C'était lord Hoster Tully qui venait d'interrompre assez sommairement son gendre le plus âgé. Le regard plein de questions, tout comme ceux de l'ensemble des seigneurs présents, Jon Arryn resta silencieux pour laisser son beau-père parler. L'homme se laissa désirer, puisqu'il ne prit pas aussitôt la parole qui lui était pourtant cédée, mais Eddard comprit bien vite à son expression qu'il pensait ses prochains mots.

- Les dévastations dans le Conflans l'ont été sans communes mesures. Les villes de Pierremoûtiers, d'Herpivoie et de Viergétang ont subi de violents pillages de la part de l'armée royale et mes bannerets m'ont rapporté la mise à sac de plus d'une douzaine de châteaux et de leurs greniers le long de la Ruffurque.

- Allez à l'essentiel, lord Tully, intervint tout à coup Robert.

- Les Tully n'ont pas les fond nécessaires pour subvenir aux besoins des sinistrés et réparer les dégâts. Je souhaite que le Conflans et ma maison soient indemnisés par le trésor royal des Targaryen. En guise de réparation de guerre. A hauteur d'un million de dragons d'or.

Les réactions sceptiques de Robert et Stannis ne se firent pas attendre, comme l'en démontrèrent leurs regards incrédules. Eddard les savaient attachés à leurs fonds, même si c'était pour deux raisons opposées.
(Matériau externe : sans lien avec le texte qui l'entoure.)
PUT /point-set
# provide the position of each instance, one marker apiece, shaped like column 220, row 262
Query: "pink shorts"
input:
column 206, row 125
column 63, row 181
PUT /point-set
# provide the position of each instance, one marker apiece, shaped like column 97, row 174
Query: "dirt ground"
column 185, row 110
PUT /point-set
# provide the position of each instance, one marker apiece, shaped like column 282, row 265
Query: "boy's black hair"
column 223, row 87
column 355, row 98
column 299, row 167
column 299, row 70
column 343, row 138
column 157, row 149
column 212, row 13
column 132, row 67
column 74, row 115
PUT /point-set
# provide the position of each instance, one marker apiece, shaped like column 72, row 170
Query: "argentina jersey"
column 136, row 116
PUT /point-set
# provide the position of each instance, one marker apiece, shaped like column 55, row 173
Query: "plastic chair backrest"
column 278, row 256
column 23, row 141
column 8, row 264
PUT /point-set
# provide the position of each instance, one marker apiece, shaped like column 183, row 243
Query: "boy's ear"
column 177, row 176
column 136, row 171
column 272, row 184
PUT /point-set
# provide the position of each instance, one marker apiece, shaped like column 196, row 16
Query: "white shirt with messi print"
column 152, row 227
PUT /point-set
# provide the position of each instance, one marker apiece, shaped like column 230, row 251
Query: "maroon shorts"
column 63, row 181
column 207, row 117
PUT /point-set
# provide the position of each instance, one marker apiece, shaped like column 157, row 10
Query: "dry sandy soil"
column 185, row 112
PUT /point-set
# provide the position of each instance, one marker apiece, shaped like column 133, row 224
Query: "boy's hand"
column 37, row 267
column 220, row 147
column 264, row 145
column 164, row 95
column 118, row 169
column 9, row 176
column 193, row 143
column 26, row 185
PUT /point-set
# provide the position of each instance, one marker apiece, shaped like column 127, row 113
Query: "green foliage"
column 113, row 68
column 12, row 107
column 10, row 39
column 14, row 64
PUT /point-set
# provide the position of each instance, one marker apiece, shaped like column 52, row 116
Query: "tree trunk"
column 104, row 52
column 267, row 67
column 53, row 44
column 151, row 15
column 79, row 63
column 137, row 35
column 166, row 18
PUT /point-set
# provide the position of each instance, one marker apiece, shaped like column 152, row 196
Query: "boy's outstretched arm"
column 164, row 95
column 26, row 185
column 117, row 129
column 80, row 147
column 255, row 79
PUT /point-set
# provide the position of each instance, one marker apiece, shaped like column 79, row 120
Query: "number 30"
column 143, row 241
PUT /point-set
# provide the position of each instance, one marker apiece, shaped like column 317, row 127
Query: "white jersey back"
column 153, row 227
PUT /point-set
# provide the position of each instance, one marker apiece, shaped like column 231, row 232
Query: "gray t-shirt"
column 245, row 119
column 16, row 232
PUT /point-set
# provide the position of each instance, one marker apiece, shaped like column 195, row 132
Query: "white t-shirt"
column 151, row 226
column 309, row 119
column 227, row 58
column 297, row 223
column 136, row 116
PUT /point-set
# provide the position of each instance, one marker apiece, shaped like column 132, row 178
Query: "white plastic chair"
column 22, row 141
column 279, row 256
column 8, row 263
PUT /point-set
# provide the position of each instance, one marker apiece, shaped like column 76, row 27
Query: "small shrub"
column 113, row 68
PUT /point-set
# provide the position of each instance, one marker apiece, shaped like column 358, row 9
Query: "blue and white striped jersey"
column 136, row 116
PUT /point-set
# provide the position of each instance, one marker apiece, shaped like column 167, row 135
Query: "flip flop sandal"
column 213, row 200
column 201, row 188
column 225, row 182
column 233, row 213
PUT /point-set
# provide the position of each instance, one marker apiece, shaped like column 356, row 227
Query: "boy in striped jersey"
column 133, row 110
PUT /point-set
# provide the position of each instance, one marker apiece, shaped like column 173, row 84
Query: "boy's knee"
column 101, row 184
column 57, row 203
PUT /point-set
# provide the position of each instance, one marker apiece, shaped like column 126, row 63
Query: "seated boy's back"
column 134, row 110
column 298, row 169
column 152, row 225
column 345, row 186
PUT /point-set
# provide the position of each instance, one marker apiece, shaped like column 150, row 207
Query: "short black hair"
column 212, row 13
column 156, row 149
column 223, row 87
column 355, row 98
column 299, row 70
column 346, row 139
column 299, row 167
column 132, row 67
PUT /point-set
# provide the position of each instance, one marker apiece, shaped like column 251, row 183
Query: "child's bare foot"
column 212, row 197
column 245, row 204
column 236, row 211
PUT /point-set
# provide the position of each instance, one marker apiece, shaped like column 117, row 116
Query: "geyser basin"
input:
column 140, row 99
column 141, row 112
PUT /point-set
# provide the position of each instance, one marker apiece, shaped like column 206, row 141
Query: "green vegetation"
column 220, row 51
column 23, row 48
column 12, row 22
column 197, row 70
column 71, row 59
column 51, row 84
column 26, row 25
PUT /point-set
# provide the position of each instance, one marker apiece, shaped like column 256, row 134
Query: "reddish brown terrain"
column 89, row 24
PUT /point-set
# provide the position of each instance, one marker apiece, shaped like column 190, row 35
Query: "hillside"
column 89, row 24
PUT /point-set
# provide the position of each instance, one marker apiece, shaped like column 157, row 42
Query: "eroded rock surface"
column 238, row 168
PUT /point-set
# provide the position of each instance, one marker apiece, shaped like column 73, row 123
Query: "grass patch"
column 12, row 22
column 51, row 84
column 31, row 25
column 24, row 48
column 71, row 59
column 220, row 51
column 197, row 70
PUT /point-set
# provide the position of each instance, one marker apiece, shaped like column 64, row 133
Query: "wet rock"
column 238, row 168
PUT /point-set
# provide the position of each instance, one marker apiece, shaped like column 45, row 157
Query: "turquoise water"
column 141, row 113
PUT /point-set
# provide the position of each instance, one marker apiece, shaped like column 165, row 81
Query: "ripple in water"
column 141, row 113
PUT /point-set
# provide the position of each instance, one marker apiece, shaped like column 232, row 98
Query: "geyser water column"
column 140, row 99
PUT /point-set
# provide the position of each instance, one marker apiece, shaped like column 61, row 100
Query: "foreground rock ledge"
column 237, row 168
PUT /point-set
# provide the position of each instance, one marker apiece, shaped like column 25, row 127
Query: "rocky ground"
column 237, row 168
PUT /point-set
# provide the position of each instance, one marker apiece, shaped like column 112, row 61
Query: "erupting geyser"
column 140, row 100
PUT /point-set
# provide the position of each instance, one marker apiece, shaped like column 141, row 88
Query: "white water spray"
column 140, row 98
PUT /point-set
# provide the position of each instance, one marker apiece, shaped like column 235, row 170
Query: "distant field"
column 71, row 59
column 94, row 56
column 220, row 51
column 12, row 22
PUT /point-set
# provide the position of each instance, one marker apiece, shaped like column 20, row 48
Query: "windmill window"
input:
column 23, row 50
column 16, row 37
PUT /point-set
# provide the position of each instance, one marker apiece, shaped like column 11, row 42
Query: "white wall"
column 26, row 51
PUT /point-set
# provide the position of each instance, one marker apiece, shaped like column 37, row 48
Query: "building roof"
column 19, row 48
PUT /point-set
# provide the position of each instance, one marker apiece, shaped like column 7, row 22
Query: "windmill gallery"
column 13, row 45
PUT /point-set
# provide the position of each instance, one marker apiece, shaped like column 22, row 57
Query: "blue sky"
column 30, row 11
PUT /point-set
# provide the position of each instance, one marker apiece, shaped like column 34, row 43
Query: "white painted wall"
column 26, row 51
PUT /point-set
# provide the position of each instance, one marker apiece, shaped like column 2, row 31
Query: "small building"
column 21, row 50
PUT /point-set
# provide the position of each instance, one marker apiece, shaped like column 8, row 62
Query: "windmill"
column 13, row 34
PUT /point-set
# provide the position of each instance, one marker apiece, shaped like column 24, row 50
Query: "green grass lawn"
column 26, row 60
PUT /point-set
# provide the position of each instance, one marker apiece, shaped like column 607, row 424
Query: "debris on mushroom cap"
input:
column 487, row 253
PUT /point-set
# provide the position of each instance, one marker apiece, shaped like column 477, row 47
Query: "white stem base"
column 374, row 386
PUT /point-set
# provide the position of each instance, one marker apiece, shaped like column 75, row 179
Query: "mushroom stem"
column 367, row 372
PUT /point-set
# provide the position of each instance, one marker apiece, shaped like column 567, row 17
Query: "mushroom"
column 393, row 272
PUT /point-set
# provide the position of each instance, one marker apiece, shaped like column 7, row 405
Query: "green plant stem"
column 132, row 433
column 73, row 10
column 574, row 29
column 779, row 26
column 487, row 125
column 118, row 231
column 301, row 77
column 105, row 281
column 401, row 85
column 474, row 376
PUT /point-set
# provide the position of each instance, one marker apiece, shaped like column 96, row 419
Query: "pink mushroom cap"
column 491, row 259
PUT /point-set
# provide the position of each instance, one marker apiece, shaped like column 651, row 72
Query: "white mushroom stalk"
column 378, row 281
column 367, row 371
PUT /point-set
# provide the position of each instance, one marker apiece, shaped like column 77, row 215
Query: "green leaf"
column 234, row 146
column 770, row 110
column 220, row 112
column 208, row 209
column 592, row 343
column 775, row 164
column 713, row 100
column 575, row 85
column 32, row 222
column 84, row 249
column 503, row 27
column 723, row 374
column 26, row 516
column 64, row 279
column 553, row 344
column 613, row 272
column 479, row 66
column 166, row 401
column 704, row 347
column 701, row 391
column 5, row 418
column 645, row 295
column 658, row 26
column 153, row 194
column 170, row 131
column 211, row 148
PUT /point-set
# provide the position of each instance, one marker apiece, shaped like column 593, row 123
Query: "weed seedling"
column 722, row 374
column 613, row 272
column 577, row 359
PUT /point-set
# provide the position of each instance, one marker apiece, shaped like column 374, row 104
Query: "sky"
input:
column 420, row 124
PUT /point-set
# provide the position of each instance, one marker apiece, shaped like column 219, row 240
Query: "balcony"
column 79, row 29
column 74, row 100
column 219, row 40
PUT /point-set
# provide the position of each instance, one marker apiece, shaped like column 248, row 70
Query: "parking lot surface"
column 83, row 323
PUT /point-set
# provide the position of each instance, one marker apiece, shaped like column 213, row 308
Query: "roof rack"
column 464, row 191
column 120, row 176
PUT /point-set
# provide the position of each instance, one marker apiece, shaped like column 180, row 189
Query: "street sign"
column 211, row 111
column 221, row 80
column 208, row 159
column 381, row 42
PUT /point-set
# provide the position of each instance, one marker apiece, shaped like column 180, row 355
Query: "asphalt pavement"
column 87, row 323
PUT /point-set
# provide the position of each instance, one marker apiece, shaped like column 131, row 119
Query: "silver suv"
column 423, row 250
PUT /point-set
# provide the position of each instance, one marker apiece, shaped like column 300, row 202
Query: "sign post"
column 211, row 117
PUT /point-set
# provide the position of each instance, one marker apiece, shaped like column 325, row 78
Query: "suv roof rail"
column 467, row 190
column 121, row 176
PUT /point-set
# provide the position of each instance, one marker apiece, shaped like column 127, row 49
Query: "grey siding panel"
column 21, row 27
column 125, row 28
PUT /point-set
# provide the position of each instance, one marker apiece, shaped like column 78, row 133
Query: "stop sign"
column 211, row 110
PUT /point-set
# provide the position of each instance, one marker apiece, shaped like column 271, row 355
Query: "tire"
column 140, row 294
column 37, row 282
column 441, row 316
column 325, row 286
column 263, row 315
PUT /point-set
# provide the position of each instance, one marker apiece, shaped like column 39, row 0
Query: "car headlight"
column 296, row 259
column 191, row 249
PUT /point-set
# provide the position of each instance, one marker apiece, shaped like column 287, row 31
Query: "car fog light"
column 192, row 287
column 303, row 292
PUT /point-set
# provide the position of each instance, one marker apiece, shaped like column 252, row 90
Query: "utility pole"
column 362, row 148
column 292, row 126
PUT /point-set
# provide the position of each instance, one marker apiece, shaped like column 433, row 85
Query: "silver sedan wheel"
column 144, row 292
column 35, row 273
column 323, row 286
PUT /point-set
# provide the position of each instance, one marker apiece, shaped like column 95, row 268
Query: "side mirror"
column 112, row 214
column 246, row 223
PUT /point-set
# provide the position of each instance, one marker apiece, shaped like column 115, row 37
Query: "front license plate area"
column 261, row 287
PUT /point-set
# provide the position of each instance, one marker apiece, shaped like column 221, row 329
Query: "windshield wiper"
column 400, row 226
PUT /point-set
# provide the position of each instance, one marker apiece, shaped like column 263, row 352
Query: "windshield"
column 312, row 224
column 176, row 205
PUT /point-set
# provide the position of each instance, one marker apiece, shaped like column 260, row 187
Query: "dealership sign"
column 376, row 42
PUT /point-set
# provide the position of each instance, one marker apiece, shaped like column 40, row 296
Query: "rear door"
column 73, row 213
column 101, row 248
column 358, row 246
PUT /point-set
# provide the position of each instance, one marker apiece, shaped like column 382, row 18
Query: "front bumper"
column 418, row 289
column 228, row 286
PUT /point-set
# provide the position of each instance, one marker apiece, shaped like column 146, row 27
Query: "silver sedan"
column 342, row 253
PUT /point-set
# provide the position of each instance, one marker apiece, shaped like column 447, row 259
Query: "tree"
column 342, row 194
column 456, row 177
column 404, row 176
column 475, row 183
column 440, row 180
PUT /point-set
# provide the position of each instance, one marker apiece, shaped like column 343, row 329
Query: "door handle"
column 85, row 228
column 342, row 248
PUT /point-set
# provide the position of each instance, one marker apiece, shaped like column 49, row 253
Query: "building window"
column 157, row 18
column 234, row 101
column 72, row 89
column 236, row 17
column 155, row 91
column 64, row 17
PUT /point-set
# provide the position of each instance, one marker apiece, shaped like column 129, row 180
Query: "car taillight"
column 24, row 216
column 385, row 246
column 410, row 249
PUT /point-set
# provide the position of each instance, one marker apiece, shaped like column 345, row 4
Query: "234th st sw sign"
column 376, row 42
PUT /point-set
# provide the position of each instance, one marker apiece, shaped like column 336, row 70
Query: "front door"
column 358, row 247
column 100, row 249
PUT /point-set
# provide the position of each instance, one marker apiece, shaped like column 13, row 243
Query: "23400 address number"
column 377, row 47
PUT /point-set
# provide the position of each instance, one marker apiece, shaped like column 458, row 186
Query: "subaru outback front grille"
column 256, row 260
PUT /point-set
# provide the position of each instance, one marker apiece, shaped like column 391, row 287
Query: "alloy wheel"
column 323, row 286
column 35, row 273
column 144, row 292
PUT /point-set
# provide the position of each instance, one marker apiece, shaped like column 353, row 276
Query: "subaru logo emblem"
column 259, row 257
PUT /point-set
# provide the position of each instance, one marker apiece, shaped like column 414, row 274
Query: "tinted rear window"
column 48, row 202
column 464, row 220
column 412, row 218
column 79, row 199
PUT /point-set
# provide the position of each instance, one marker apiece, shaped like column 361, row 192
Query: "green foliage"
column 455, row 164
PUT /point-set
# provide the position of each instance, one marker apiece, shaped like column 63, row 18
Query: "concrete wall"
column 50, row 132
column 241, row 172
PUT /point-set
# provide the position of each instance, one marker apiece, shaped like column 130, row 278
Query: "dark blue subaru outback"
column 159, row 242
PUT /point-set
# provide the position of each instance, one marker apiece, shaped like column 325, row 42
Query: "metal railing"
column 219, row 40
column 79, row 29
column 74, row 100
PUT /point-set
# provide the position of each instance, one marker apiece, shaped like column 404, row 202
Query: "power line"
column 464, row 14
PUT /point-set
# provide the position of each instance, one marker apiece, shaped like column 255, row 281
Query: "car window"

Robert était d'un naturel dépensier là où Stannis était réputé d'un naturel spartiate. Dans les deux cas, ils étaient économes. Jon Arryn restait relativement neutre. Ce fut sans doute la réaction de lord Tywin qui resta la plus notable. L'homme avait cédé un rire dédaigneux.

- Un million de dragons d'or ? Lord Hoster, vous devriez peut-être reparler à votre intendant.

- Sauf votre respect, lord Tywin, mais vous n'êtes plus la Main du Roi.

La réplique d'Hoster n'avait pas attendu. Et le Tully enjoignait de manière détournée à son interlocuteur de se taire. Eddard vit le Lannister toiser son beau-père d'un regard menaçant. Le mépris que les deux gouverneurs se destinaient n'était plus un mystère. Tout comme pour les Martell, lord Tywin avait proposé son fils cadet, Tyrion Lannister, atteint de nanisme, en fiançailles à l'une des filles Tully, en lieu et place de son frère aîné Jaime. Et tout comme les Martell avant eux, les Tully avaient pris cette proposition comme une insulte et avaient rompu toute relation avec les Lannister.

La réponse de Robert tomba très vite, aux dépens de Jon Arryn dont il n'avait pas consulté l'avis.

- Refusé, lord Tully. Revoyez vos chiffres avec vos intendants. Un million de dragons d'or, c'est absurde.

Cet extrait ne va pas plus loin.